US conditions $2.3 bn military aid to Pakistan on not confronting India

By Arun Kumar, IANS,

Washington: President Barack Obama is expected to sign a defence bill, which includes tough new conditions linking $2.3 billion American military aid to Pakistan to fight against terror and not using it to wage war against India.

The president is likely to sign the $680 billion fiscal 2010 defence authorisation bill passed by the Senate 68-29 late Thursday night despite objections to its funding for a controversial backup jet fighter engine. The House of Representatives had passed the bill Oct 8.

Among other things, the bill aims at ensuring that US military resources provided to Pakistan are not squandered or diverted to adversely affect the “balance of power in the region”, an oblique reference to India.

The bill also requires the President to make an assessment every six months of the effectiveness of Pakistan’s efforts “to disrupt, dismantle, and defeat Al Qaeda, its affiliated networks, and other extremist forces in Pakistan; to eliminate the safe havens for such forces in Pakistan; and to prevent the return of such forces to Pakistan or Afghanistan”.

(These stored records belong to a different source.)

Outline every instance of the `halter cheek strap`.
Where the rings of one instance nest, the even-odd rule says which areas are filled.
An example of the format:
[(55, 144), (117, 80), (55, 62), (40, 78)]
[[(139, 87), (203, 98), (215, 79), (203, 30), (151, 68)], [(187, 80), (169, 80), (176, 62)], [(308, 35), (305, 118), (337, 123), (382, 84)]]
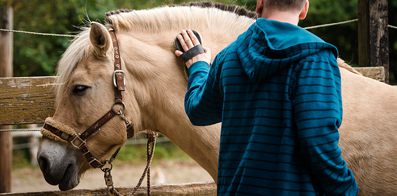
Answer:
[[(100, 130), (100, 127), (104, 124), (109, 120), (118, 114), (121, 115), (122, 118), (125, 123), (127, 131), (127, 139), (134, 136), (134, 126), (130, 123), (124, 116), (124, 110), (125, 109), (125, 105), (123, 102), (122, 92), (125, 90), (125, 77), (124, 72), (122, 70), (121, 60), (119, 49), (119, 44), (116, 37), (114, 30), (109, 30), (110, 37), (112, 38), (112, 43), (114, 49), (114, 69), (113, 73), (113, 84), (115, 86), (115, 101), (112, 109), (105, 114), (102, 118), (94, 123), (81, 134), (76, 133), (74, 130), (65, 124), (54, 121), (52, 118), (49, 117), (46, 119), (45, 123), (40, 130), (43, 135), (56, 141), (68, 143), (70, 142), (74, 147), (78, 148), (83, 155), (87, 159), (90, 165), (94, 168), (101, 168), (104, 166), (106, 161), (111, 163), (115, 158), (119, 152), (120, 147), (119, 147), (115, 153), (112, 155), (110, 160), (101, 163), (88, 150), (86, 146), (86, 140), (90, 136), (95, 134)], [(118, 112), (114, 109), (115, 104), (122, 104), (123, 110)]]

“This provision simply ensures that the American peoples’ tax dollars are being used for their intended purpose,” Senator Bob Corker, Republican from Tennessee and co-author of the measure along with Democrat Robert Menendez of New Jersey, said.

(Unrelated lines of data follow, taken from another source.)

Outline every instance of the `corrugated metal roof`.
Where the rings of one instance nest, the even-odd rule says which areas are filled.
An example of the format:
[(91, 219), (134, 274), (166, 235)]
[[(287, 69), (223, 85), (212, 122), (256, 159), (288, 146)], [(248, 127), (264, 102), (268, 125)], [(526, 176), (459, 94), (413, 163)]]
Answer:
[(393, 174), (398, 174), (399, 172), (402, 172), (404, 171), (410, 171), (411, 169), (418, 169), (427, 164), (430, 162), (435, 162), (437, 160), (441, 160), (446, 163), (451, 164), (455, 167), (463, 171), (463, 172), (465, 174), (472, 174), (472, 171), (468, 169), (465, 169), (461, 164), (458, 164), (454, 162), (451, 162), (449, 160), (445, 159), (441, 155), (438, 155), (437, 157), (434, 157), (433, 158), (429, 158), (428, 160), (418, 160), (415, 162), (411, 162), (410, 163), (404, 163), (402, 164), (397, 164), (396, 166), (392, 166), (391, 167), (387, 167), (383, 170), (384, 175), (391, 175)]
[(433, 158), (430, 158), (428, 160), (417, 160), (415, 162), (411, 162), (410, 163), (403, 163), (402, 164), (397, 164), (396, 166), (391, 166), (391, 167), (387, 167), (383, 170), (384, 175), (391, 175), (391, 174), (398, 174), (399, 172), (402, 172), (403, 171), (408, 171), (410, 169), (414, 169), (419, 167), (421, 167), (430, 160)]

The proposed restrictions on Pakistan are buried in the $680.2 billion defence authorisation bill, including conditions on the spending of billions of dollars for training, equipping and reimbursing the Pakistani military.

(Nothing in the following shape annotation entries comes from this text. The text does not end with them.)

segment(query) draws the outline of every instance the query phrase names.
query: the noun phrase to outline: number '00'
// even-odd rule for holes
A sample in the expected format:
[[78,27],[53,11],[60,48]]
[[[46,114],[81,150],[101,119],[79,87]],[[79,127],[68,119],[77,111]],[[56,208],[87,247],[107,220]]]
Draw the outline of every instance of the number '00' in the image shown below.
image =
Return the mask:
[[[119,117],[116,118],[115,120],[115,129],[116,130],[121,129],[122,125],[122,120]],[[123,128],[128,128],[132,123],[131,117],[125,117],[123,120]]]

There are also new requirements for end-use monitoring of weapons and mandates that the US administration certifies that the aid serves America’s interests.

Besides the required monitoring of how Pakistan uses defence goods and services that it receives from the United States, the defence authorisation conference report would mandate a number of certifications from the administration and, indirectly, from Pakistan.

One provision affects the $1.6 billion the bill would authorise for a Coalition Support Fund to reimburse Pakistan for logistical and military support for counterinsurgency operations.

The Coalition Support Fund has accounted for 70 per cent of the $12.3 billion in American military and non-military aid to Pakistan since Sep 11, 2001.

The defence authorisation measure would require that, before any more such money is spent, the secretaries of defence and state must certify that doing so is in the US national interest and will not adversely affect the region’s balance of power.

Another certification is required before the Pentagon can begin spending any of the $700 million it might receive from requested State Department appropriations in the coming fiscal year for the Pakistan Counter-insurgency Capability Fund.

That programme, begun in fiscal 2009, is meant to train and equip the Pakistani military to fight insurgents and terrorists on its territory.